Amri Abouseman and Adrian Hashimi are Harlem residents who took part in the scavenger hunt and finished first among four teams taking part on Sunday. They had traveled to Staten Island and other boroughs to finish the hunt.
For both Abouseman and Hashimi, it was one way they were able to meet with different vendors across New York City.
“We lived in New York City for about 29-30 years now. We always take them for granted. We always stop and buy stuff and did not realize what they are going through,” Hashimi said.
There are approximately 20,000 street vendors across New York City according to the Street Vendor Project and most street vendors are immigrants and people of color.
Jennifer Salgado, the lead organizer for the Street Vendor Project and a Bronx resident, has a personal connection with street vending because her mom was once a street vendor on Fordham Road.
Salgado has heard unique stories of how many immigrants across the South Bronx have resorted to street vending because of the pandemic, and how many have faced harassment by different agencies.
“The scavenger hunt is aimed to focus on the street vendors, to bring people to different neighborhoods to look at the state of street vending in different boroughs, to support street vendors and to get to know them because often we don’t engage with our street vendors,” Salgado said.
Clarito Joyas is one of the street vendors on the corner of Roberto Clemente Plaza.
Joyas sells jewelry from Ecuador. She works from morning to night to make ends meet for her family because her husband recently fell ill, and she must take care of her youngest son with special needs.
“In this place, you need to have courage. I was working for days and getting $5. I was working every day dealing with the cold,” Joyas said.
For many street vendors, selling on the street is their only option, as many of their jobs have disappeared during the pandemic. Also, obtaining a permit to sell is exceedingly difficult, leading some Assembly members to propose legislation to legalize street vending.
Only 2,800 full-time citywide permits are given out for a two-year period, according to NYC Business Solutions. The number of permits issued compared to the number of operating street vendors shows that most vendors in New York City are selling without permits.

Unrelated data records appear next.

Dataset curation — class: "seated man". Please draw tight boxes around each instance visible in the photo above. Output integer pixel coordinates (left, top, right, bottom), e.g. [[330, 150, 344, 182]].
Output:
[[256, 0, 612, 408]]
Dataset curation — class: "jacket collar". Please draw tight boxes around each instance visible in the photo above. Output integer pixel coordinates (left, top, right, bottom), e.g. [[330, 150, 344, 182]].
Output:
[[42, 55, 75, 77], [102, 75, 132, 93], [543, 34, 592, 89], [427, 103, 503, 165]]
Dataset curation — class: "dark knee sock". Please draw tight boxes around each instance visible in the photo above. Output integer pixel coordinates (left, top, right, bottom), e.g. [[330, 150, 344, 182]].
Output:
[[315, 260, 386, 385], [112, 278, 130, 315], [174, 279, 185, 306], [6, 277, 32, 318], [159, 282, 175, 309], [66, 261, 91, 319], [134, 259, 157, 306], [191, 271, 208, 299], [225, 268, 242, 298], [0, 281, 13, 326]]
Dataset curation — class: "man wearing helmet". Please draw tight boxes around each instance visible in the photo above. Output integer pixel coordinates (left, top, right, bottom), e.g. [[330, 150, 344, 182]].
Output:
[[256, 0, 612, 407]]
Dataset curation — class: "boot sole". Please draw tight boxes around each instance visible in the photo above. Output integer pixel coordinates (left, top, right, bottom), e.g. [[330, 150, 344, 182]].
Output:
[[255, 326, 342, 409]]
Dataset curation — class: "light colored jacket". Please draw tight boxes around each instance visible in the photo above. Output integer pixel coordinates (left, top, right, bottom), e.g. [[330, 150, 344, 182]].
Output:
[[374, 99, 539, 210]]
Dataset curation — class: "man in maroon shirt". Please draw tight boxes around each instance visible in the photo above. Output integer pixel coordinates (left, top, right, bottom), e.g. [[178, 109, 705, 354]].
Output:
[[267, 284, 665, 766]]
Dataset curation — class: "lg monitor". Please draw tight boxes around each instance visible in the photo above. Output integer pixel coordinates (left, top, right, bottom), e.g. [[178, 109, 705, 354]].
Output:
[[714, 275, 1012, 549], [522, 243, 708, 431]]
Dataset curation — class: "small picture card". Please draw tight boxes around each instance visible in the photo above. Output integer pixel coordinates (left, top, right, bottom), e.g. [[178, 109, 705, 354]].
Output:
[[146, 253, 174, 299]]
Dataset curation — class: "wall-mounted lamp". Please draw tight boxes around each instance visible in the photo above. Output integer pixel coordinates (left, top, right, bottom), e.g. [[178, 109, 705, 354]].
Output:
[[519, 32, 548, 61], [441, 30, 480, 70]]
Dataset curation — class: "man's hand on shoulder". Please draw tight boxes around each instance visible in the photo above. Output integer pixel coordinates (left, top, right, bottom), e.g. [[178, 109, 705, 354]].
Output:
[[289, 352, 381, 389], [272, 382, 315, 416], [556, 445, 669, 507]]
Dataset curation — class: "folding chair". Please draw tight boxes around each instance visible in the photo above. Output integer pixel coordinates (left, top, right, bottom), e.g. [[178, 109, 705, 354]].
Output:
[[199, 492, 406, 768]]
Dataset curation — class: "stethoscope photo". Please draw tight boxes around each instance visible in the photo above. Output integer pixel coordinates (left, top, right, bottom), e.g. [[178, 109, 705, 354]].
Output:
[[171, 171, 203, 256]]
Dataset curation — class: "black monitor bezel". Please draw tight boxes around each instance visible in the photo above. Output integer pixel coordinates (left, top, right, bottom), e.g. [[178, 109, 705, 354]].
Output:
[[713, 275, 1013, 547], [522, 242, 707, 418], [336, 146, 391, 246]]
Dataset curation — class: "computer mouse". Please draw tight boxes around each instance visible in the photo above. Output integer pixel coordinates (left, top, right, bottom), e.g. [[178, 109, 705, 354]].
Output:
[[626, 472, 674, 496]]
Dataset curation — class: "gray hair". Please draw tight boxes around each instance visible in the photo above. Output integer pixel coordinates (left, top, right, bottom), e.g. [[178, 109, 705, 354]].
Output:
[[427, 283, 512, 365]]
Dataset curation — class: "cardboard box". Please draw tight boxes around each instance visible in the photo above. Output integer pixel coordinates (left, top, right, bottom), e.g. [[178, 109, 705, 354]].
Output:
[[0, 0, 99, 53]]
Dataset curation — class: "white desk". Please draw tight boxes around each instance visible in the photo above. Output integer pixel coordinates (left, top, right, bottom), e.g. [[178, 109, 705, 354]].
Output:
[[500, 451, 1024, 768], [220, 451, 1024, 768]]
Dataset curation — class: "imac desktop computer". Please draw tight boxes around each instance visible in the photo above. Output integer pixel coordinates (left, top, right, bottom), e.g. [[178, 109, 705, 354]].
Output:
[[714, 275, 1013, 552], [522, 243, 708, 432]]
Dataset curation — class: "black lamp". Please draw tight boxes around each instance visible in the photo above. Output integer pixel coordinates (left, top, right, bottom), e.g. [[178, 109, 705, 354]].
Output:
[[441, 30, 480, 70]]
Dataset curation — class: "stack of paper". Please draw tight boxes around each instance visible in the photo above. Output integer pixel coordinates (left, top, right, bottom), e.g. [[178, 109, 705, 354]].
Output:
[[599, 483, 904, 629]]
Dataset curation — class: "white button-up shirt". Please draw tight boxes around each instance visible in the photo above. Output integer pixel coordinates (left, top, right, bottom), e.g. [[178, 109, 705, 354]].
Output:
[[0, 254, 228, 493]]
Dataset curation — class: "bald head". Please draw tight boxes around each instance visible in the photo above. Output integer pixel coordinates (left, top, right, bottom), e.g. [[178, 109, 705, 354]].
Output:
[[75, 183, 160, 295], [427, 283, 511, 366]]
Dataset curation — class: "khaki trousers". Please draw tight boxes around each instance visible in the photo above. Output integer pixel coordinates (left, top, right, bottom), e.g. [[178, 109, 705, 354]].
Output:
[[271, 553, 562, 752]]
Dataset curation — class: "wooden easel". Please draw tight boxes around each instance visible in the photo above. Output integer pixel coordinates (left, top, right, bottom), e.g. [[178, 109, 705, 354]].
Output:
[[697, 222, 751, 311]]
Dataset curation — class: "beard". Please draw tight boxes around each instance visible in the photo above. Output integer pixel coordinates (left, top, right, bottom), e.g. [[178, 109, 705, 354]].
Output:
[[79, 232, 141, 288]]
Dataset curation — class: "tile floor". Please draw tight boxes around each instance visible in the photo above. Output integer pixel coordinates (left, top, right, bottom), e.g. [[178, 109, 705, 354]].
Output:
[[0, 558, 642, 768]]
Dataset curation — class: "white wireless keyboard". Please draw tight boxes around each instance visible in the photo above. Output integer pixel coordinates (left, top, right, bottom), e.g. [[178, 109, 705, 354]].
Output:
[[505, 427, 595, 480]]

Tara Gitter, chief of staff to Bronx Assemblywoman Amanda Septimo, came out to support the street vendor project and the fight for legal licensure for street vendors. After multiple sightings of street vendors being penalized for being on the street. Gitter is hoping that a bill can be passed to support their businesses.
“A lot of the street vendors are relying on this job to feed their families and many of them whom we spoke to today want access to a legal license,” Gitter said.
Despite the push for legalizing street vending, many local businesses fear that having more street vendors may drive away businesses from their establishments. Others also oppose street vending because street vendors do not have to pay rent, utility bills and taxation costs.